Fred : Merveilleux! Alors, très bonne question, Fred Labrie! Je vais rétorquer à ça que en fait, pour cet album-là, je suis retourné dans une certaine nostalgie mais aussi dans les thèmes d’album, il y a une chanson que je parle de Le Kid, c’est un peu un survol de ma jeunesse. Il y a une chanson qui s’appelle Quinze ans qui parle d’une partie de l’adolescence. Je suis retourné beaucoup dans cette ambiance disons plus de l’adolescence, même je dirais début vingtaine. J’ai puisé dans ma musique de rock alternatif des années 1990, un peu de groupe punk-rock : j’en écoutais beaucoup au secondaire. Je réécoutais ça sans vraiment le décider. Il y a tellement une surabondance de proposition musicale depuis des années. C’est de l’excellente musique, mais on dirait qu’en vieillissant, on reste accroché à un style parce que ça nous ramène un peu à quelque chose d’émotionnel. Je pense, ce qui m’est arrivé, c’est que je me suis rendu compte que je revisitais ces groupes-là, et ça reste que la musique des années 1990 m’a vraiment beaucoup inspiré dans cet album-là.

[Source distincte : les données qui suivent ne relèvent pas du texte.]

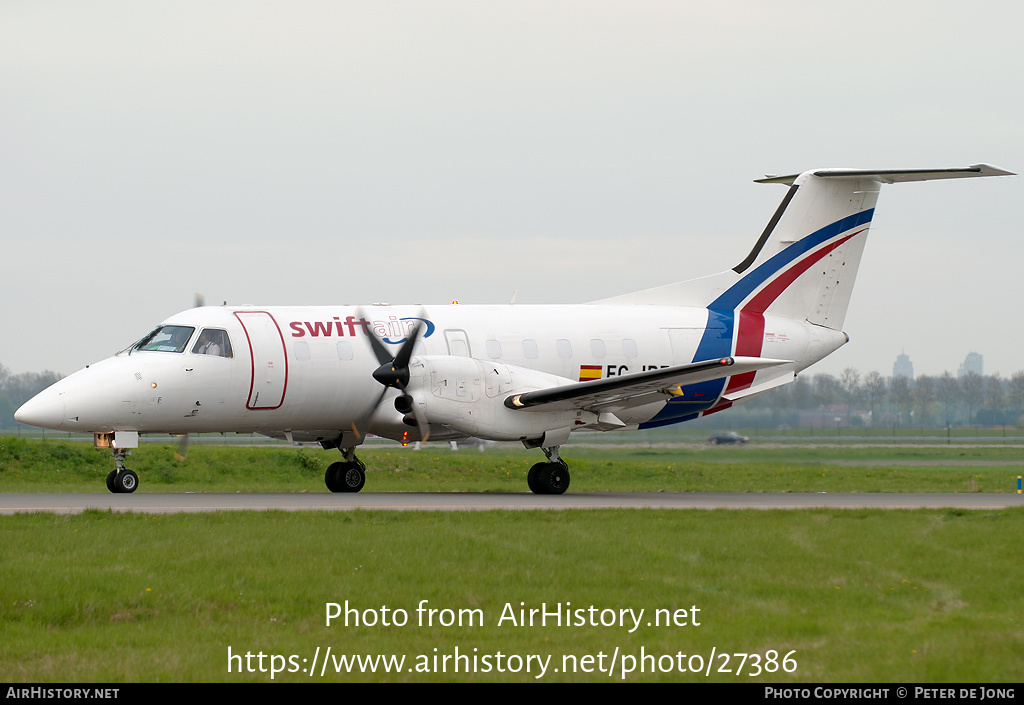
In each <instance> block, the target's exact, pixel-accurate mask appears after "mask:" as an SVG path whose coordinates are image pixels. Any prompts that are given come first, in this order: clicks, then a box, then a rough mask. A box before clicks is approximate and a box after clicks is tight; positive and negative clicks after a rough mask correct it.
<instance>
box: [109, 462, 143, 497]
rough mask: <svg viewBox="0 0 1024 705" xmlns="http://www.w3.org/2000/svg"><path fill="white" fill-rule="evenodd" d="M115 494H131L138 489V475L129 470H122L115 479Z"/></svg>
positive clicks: (119, 472)
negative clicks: (116, 492) (115, 493)
mask: <svg viewBox="0 0 1024 705" xmlns="http://www.w3.org/2000/svg"><path fill="white" fill-rule="evenodd" d="M114 487H115V488H116V489H115V490H114V491H115V492H124V493H131V492H134V491H135V490H137V489H138V475H137V474H135V473H134V472H132V471H131V470H129V469H127V468H126V469H124V470H121V471H120V472H118V473H117V475H116V476H115V478H114Z"/></svg>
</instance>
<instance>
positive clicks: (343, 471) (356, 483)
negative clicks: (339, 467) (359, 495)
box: [338, 460, 367, 492]
mask: <svg viewBox="0 0 1024 705" xmlns="http://www.w3.org/2000/svg"><path fill="white" fill-rule="evenodd" d="M341 464H342V468H341V469H340V470H339V471H338V486H339V487H340V488H341V492H358V491H359V490H361V489H362V486H364V485H366V484H367V472H366V465H364V464H362V463H361V462H360V461H358V460H354V461H352V462H346V463H341Z"/></svg>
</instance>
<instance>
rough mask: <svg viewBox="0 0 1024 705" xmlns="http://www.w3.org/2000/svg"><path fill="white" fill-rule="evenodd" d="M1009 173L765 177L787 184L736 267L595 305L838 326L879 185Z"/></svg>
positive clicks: (871, 212) (972, 172)
mask: <svg viewBox="0 0 1024 705" xmlns="http://www.w3.org/2000/svg"><path fill="white" fill-rule="evenodd" d="M1007 175H1012V174H1011V172H1009V171H1004V170H1001V169H997V168H995V167H992V166H988V165H987V164H975V165H972V166H969V167H963V168H955V169H908V170H867V169H818V170H813V171H805V172H804V173H802V174H794V175H791V176H769V177H767V178H763V179H758V182H759V183H781V184H785V185H788V191H787V192H786V194H785V197H784V198H783V199H782V202H781V204H779V207H778V209H777V210H776V211H775V214H774V215H773V216H772V218H771V220H769V222H768V225H767V226H766V227H765V230H764V232H763V233H762V234H761V237H760V238H758V241H757V243H756V244H755V246H754V249H752V250H751V252H750V254H748V255H746V257H745V258H744V259H743V260H742V261H741V262H740V263H739V264H737V265H736V266H735V267H733V268H732V269H730V271H728V272H723V273H721V274H719V275H715V276H712V277H705V278H702V279H696V280H691V281H688V282H680V283H678V284H669V285H667V286H660V287H655V288H653V289H646V290H644V291H638V292H635V293H632V294H624V295H622V296H614V297H612V298H607V299H602V300H601V301H596V302H595V303H606V304H627V305H628V304H636V305H640V304H649V305H686V306H699V307H707V308H710V309H713V310H715V312H720V313H723V314H724V313H728V315H729V316H730V317H731V316H733V315H734V314H740V315H742V316H743V317H748V318H750V317H763V316H764V315H766V314H769V315H773V316H778V317H780V318H786V319H792V320H798V321H807V322H810V323H812V324H815V325H818V326H822V327H825V328H829V329H833V330H836V331H841V330H842V329H843V321H844V320H845V318H846V312H847V308H848V307H849V304H850V295H851V293H852V291H853V282H854V279H855V278H856V275H857V267H858V266H859V264H860V256H861V254H862V253H863V250H864V242H865V240H866V239H867V231H868V229H869V227H870V224H871V219H872V217H873V216H874V205H876V203H877V202H878V198H879V190H880V188H881V184H882V183H898V182H903V181H926V180H932V179H943V178H968V177H973V176H1007Z"/></svg>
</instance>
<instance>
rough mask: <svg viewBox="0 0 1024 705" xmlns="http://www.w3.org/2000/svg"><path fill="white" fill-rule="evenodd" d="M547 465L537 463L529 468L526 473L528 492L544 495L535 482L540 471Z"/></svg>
mask: <svg viewBox="0 0 1024 705" xmlns="http://www.w3.org/2000/svg"><path fill="white" fill-rule="evenodd" d="M547 464H548V463H537V464H536V465H534V466H532V467H531V468H529V472H527V473H526V485H528V486H529V491H530V492H532V493H534V494H535V495H543V494H544V492H543V491H542V490H541V486H540V485H539V484H538V482H537V475H539V474H540V473H541V470H542V469H543V468H544V466H545V465H547Z"/></svg>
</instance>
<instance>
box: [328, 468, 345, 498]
mask: <svg viewBox="0 0 1024 705" xmlns="http://www.w3.org/2000/svg"><path fill="white" fill-rule="evenodd" d="M344 464H345V463H343V462H336V463H331V465H330V466H328V468H327V472H325V473H324V484H325V485H327V489H328V490H330V491H331V492H342V491H343V490H342V487H341V483H340V482H339V481H338V478H339V476H340V474H341V469H342V467H343V466H344Z"/></svg>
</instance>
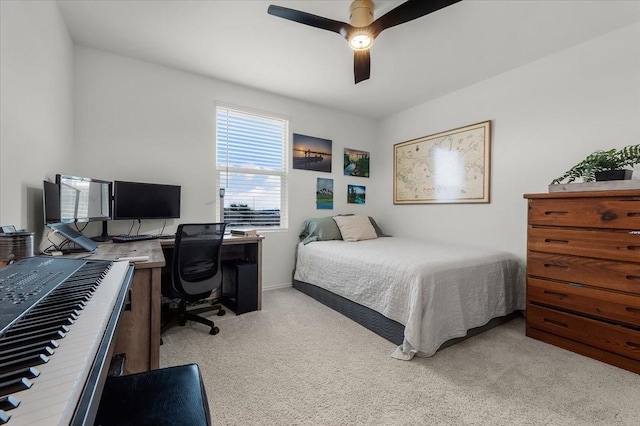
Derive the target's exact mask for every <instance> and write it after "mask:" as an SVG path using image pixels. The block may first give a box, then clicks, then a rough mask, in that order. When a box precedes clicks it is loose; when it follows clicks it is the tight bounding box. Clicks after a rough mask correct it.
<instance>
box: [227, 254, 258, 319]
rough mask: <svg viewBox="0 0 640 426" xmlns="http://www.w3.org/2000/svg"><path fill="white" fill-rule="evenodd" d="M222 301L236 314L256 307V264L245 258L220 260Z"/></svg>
mask: <svg viewBox="0 0 640 426" xmlns="http://www.w3.org/2000/svg"><path fill="white" fill-rule="evenodd" d="M222 303H223V304H224V305H225V306H226V307H227V308H229V309H231V310H232V311H233V312H235V314H236V315H240V314H244V313H245V312H251V311H255V310H257V309H258V265H257V264H256V263H251V262H248V261H246V260H230V261H225V262H222Z"/></svg>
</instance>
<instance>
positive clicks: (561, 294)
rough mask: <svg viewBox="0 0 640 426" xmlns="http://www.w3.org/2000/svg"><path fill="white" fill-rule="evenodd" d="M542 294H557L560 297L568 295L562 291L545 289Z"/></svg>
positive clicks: (556, 295)
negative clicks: (546, 289)
mask: <svg viewBox="0 0 640 426" xmlns="http://www.w3.org/2000/svg"><path fill="white" fill-rule="evenodd" d="M544 294H548V295H549V296H557V297H560V298H563V297H569V296H568V295H566V294H564V293H557V292H555V291H551V290H545V291H544Z"/></svg>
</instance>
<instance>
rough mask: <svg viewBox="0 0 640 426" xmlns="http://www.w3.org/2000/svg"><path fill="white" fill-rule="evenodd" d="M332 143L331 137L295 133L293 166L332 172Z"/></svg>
mask: <svg viewBox="0 0 640 426" xmlns="http://www.w3.org/2000/svg"><path fill="white" fill-rule="evenodd" d="M331 145H332V141H331V140H329V139H321V138H314V137H313V136H306V135H299V134H297V133H294V134H293V168H294V169H301V170H313V171H315V172H328V173H331Z"/></svg>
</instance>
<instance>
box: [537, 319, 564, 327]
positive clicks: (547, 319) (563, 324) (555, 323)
mask: <svg viewBox="0 0 640 426" xmlns="http://www.w3.org/2000/svg"><path fill="white" fill-rule="evenodd" d="M543 321H544V322H548V323H549V324H553V325H557V326H559V327H564V328H569V326H568V325H567V324H565V323H563V322H560V321H556V320H552V319H549V318H544V319H543Z"/></svg>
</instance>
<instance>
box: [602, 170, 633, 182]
mask: <svg viewBox="0 0 640 426" xmlns="http://www.w3.org/2000/svg"><path fill="white" fill-rule="evenodd" d="M632 174H633V170H627V169H625V170H605V171H604V172H596V173H595V176H596V182H600V181H603V180H628V179H631V175H632Z"/></svg>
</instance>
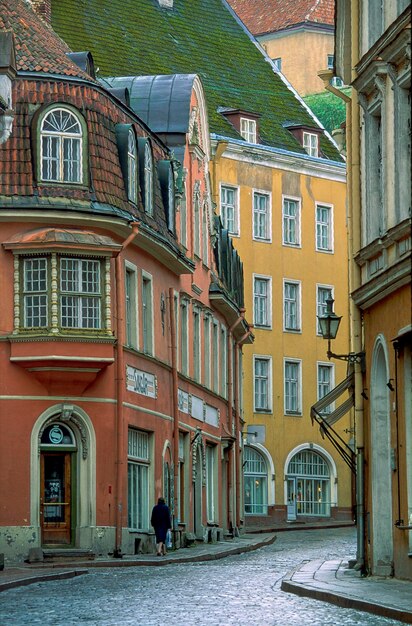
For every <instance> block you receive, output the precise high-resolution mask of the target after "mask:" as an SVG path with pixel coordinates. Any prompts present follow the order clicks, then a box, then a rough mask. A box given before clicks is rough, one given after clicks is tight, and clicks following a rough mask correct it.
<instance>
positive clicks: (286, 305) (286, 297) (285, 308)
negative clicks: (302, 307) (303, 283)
mask: <svg viewBox="0 0 412 626" xmlns="http://www.w3.org/2000/svg"><path fill="white" fill-rule="evenodd" d="M283 328H284V330H287V331H290V330H292V331H293V330H301V324H300V283H299V282H290V281H284V283H283Z"/></svg>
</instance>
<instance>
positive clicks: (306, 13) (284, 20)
mask: <svg viewBox="0 0 412 626" xmlns="http://www.w3.org/2000/svg"><path fill="white" fill-rule="evenodd" d="M229 4H230V5H231V6H232V7H233V9H234V10H235V11H236V13H237V14H238V16H239V17H240V19H241V20H242V21H243V22H244V24H245V25H246V27H247V28H248V29H249V30H250V32H251V33H252V34H253V35H254V36H255V37H256V39H257V40H258V41H259V43H260V44H261V46H262V47H263V48H264V50H265V51H266V53H267V55H268V56H269V57H270V58H271V59H272V60H273V62H274V63H275V65H276V67H277V69H278V70H279V71H281V72H282V73H283V74H284V76H285V77H286V78H287V80H288V81H289V82H290V83H291V85H292V86H293V87H294V89H296V91H297V92H298V93H299V94H300V95H301V96H307V95H309V94H314V93H319V92H321V91H322V90H323V84H322V81H321V80H320V78H319V77H318V72H319V71H320V70H324V69H325V68H328V69H333V66H334V32H335V31H334V26H335V25H334V13H335V7H334V0H300V1H299V2H285V1H284V0H267V1H266V2H264V3H262V1H261V0H229ZM333 84H334V85H335V86H340V85H341V84H342V81H341V79H340V78H334V79H333Z"/></svg>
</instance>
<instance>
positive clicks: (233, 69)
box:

On peut pas dire «ah oui c’est vraiment du Nirvana ou c’est vraiment du Good Riddance ou du NOFX» c’est pas ça que je dis, mais il y a une teinte là-dedans, ça c’est certain, parce qu’il y a des petits bouts qui sont plus punk rock, les guitares sont un peu plus sales, dans les thèmes aussi, dans les sujets, j’ai vraiment décidé de revenir là-dedans. Je voulais que les guitares soient un peu plus agressives, par les sujets, par le désir de prise de position à différent niveaux, je dirais que c’est ça la réponse que je donnerais à cet animateur disons amateur mais quand même qui fait des efforts pour devenir professionnel! (rires)

1. Ton lecteur de musique plante sur une île déserte, tu peux seulement écouter une chanson, c’est laquelle?
The National, The day I die

2. Ta chanson de rupture préférée?
Malajube, Étienne d’Août

3. Ta chanson d’amour préférée ?
Wilco, One sunday morning

4. Un.e artiste que tu aimerais que les gens connaissent davantage ?
Marie-Claudel (Chénard) (MCC), une guitariste, voix et compositrice d’élite.

5. Si tu pouvais écouter un seul album pour l’année à venir, ce serait lequel?
Zen Bamboo, Glu

6. La chanson qui te rend le plus heureux ?
Galaxie, La fièvre

7. Un.e artiste / groupe qui t’inspire beaucoup ?
Ben Howard pour son jeu de guitare

8. La chanson qui t’obsède en ce moment?
Patrick WatsonBroken

9. Une chanson que tu aimerais avoir écrite?
Avec pas d’casqueDommage que tu sois pris, j’embrasse mieux que je parle

10. Ta chanson (à toi) préférée?
Chloé

Merci pour cet entretien téléphonique!!